V1: internal audit engine
Data layer
Postgres for companies, prompts, answers, model metadata, competitor mentions, findings, reports.
Workers
Queue-based prompt execution, retries, rate limits, screenshot capture, source extraction.
Report layer
Static HTML to PDF, shareable private links, exportable CSV, and client-ready recommendations.
What not to build yet
- Client dashboard.
- User accounts.
- Self-serve prompt playground.
- Monthly monitoring system.
- Automated “AI optimization” content generator.
9. Pricing and business model
Start cheap enough to remove friction, but high enough to prove willingness to pay.
| Tier | Price | Use | Notes |
|---|---|---|---|
| Snapshot | €99 | Fast validation / impulse buy | Risk: too cheap, attracts low-quality buyers. |
| AI Mirror Audit | €299 | Best starting offer | 50 prompts, 4 systems, fixes. Good pain/price ratio. |
| Audit + walkthrough | €799 | Higher-intent B2B customers | Add call, deeper competitor diagnosis, fix roadmap. |
| Monthly monitoring | €300–€1,000/mo | Only after repeated demand | Retest prompts, monitor competitor changes, recommend updates. |
10. Risks and failure modes
This can be real and still fail if executed vaguely. The largest risk is not market timing. It is turning a sharp pain into generic AI-marketing slop.
| Risk | Why it matters | Mitigation |
|---|---|---|
| Education burden | Customers may not understand GEO/AEO. | Never lead with acronyms. Lead with “ChatGPT recommended your competitor.” |
| AI answer variability | Results differ by model, time, and prompt wording. | Frame as dated snapshot. Use prompt set, screenshots, timestamps, model names. |
| Weak causality | Hard to prove fixes caused better AI answers. | Sell audit first, not guaranteed rankings. Retest after changes. |
| Agency commoditization | SEO agencies may copy positioning. | Move fast, specialize by niche, build proprietary prompt/report process. |
| Building too early | Dashboard becomes fake progress. | Ten paid audits before platform. |
| Low-quality clients | Small clients may want miracles for €299. | Filter for serious B2B/high-ticket buyers only. |
11. Validation plan
Validation must measure payments, not excitement. “Interesting” is not signal. Money is signal.
7-day sprint
- Pick one niche. Recommended: B2B agencies or B2B SaaS.
- Create 30 prospect list.
- Run 5 mini-prompts per prospect.
- Send personalized outbound with a screenshot/stat.

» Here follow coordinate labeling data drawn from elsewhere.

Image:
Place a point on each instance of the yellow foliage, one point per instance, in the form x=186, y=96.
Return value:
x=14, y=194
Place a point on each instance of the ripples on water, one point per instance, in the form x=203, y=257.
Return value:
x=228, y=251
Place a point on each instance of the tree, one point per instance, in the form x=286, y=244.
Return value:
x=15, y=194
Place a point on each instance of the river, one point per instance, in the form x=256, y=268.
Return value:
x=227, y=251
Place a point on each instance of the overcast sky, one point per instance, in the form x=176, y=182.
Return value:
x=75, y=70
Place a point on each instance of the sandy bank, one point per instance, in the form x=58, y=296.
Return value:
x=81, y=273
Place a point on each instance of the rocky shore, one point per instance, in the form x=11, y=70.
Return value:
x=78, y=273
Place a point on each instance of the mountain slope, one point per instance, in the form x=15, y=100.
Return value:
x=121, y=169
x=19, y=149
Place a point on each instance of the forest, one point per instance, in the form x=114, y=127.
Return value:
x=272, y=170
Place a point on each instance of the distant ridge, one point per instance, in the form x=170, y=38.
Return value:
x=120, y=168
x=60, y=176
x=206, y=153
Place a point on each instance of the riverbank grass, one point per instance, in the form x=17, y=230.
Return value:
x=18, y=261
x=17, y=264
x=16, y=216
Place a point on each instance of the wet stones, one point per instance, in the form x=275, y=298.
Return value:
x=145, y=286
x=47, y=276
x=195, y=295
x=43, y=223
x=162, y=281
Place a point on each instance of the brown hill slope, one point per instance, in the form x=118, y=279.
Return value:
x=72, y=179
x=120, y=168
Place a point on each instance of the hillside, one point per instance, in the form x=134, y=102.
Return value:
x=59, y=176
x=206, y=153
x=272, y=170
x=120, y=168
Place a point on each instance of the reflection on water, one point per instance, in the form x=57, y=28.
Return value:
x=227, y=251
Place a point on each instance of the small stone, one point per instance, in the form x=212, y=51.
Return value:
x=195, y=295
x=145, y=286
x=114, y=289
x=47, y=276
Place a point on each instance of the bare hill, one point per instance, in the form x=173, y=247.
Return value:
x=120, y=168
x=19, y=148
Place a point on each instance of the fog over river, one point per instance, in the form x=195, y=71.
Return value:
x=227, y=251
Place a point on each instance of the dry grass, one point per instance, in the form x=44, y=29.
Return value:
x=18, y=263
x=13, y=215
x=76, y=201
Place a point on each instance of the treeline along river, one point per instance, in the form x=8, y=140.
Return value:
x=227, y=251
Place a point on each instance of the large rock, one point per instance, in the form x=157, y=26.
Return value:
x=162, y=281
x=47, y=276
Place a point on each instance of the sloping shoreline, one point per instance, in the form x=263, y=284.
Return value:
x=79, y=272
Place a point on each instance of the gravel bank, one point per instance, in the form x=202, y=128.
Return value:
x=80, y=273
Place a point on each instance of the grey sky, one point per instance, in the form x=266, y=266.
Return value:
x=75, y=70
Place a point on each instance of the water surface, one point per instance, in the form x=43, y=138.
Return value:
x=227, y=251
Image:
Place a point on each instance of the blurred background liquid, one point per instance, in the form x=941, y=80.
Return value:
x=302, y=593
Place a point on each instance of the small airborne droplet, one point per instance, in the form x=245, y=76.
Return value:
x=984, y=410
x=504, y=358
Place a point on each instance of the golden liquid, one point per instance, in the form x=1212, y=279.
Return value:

- Offer €299 audit with 48h delivery.
- Close at least 2 paid audits.
- Deliver manually and capture objections, questions, and willingness for monthly retest.
Decision gates
Green light
2+ paid audits from 30 targeted prospects, or 5+ strong calls with clear budget and urgency.
Yellow light
Good replies but no payment. Change niche, proof format, or price. Do not build.
Red light
People like the idea but do not forward, pay, or ask for their own result. Kill or reposition.
12. Roadmap
Today
Days 1–7
Days 8–21
Month 2
Only if pulled
Final recommendation
Pursue it, but only as a focused paid validation sprint.
The correct posture is not “we found the next SaaS.” The correct posture is: “we found a sharp commercial anxiety created by AI answers; now we test whether companies will pay to see their own exposure.”